For pharmacokinetic studies, 11-week-old C57BL/6 mice (n = 3 per group) received a single injection (1 mg/kg, IP) of OXT analogs (either OXT, OXTGly, acylated-OXT, or acylated-OXTGly). Plasma was collected via cardiac puncture at 0.5, 1, 3, 6, and 24 hours postinjection. Plasma samples were stored at −80°C until analysis.

Formic acid was added to 50 µL of mouse plasma sample to a final concentration of 4%. Peptides were then extracted from the acidified plasma using 3 volumes (150 µL) of acetonitrile, followed by a 2-hour incubation on ice. Extraction supernatants were dried under nitrogen gas, and the resulting pellets were resuspended with 150 µL of 0.1% formic acid in water. These samples were subjected to LC/MS analysis using a Shimadzu LC-30AD and a Sciex 6500+ triple quadrupole mass spectrometer. Chromatographic separation was achieved using a Waters XBridge C18 (2.1 × 50 mm, 3.5 µm) analytical column held at 40°C. Mobile phase A was 0.1% formic acid in water and mobile phase B was 0.1% formic acid in acetonitrile. Using a flow rate of 0.6 mL/min, mobile phase B was held at 2% for 0.5 minutes followed by a 15% to 95% ramp for 3.3 minutes. Mobile phase B was then held at 95% for 1.2 minutes before returning to 2% for reequilibration. Mass spectra were collected in the scheduled multiple reaction monitoring mode with positive polarity and unit resolution. For each OXT analog, the parent→b6 transition was primarily monitored. The resulting data were analyzed using the Sciex MultiQuant 3.0.2 software.

Standard curves for each OXT analog were generated using a mouse plasma pool spiked with synthetic OXT peptide analogs and the above extraction and LC/MS detection methodologies.

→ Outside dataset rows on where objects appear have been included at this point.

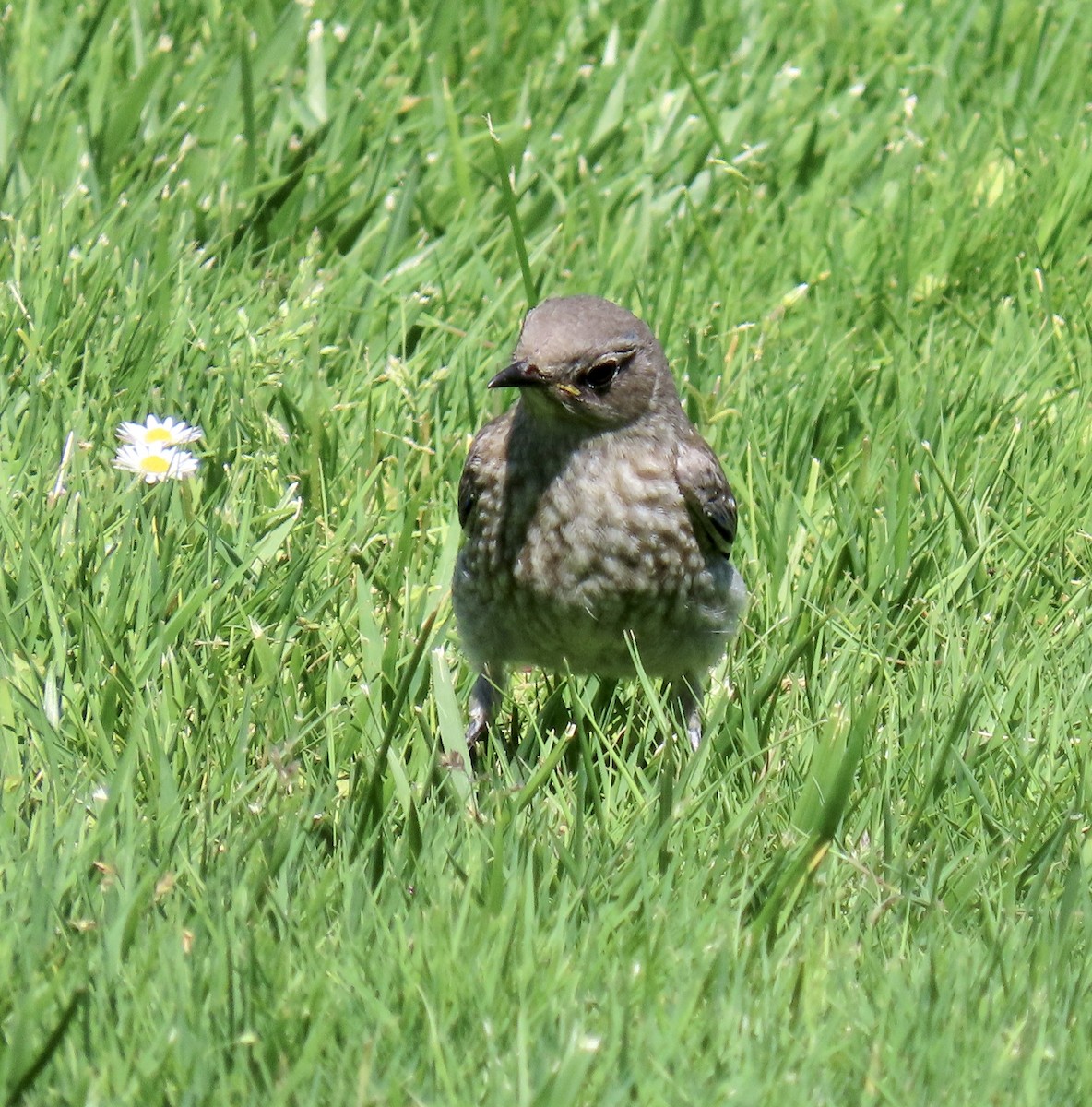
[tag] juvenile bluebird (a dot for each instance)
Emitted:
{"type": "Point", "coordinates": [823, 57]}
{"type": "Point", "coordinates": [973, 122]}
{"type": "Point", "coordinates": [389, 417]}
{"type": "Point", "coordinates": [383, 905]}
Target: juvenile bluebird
{"type": "Point", "coordinates": [593, 514]}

H. Rat Blood Pressure Telemetry

DIO male Long-Evans rats (Envigo) were maintained on a calorie-rich diet (catalog no. TD95217; Teklad) since weaning. The rats were individually housed in a temperature-controlled (24°C) facility with a 12-hour light/12-hour dark cycle. Surgery was performed to implant the blood pressure transmitter when the rats were 15 weeks old. Briefly, rats were anesthetized with 3% isoflurane. Under aseptic conditions, a 2- to 3-cm incision was made at the inner thigh above the left femoral triangle, and the femoral artery was isolated. A mid-abdominal incision was carried out and the electric transmitter (model TA11PA-C40; Data Sciences International, St. Paul, MN) was sutured to the inside of abdominal muscles. The catheter of the transmitter was punched and passed through the abdomen into the left femoral triangle using a 14-gauge, 1.5-inch syringe needle as a trocar, followed by insertion into the femoral artery up to about 5 cm until reaching the position of the renal arteries. The transmitter was fixed within the peritoneal cavity by suturing to the abdominal muscles. The proximal suture was tied around the vessel and catheter, and the distal suture was tied around the catheter to secure. Both incisions were closed, and the rats were allowed to recover from surgery for 2 weeks and then were placed in individual cages.

The animals (n = 6 per group) were 40 weeks of age when the blood pressure study was performed. Various doses (0.3 mg/kg, 1 mg/kg, 3 mg/kg) of OXT and OXTGly were IP injected following an escalating dose design. Briefly, each rat from the OXT and the OXTGly groups received a low dose (0.3 mg/kg), a medium dose (1 mg/kg), and a high dose (3 mg/kg), with 24 hours of recovery time between each dose, whereas blood pressure and food intake were monitored continuously in real time throughout the experiment. Digitized pressure signals were acquired for 30 seconds every 5 minutes using DSI Dataquest IV 4.0 software.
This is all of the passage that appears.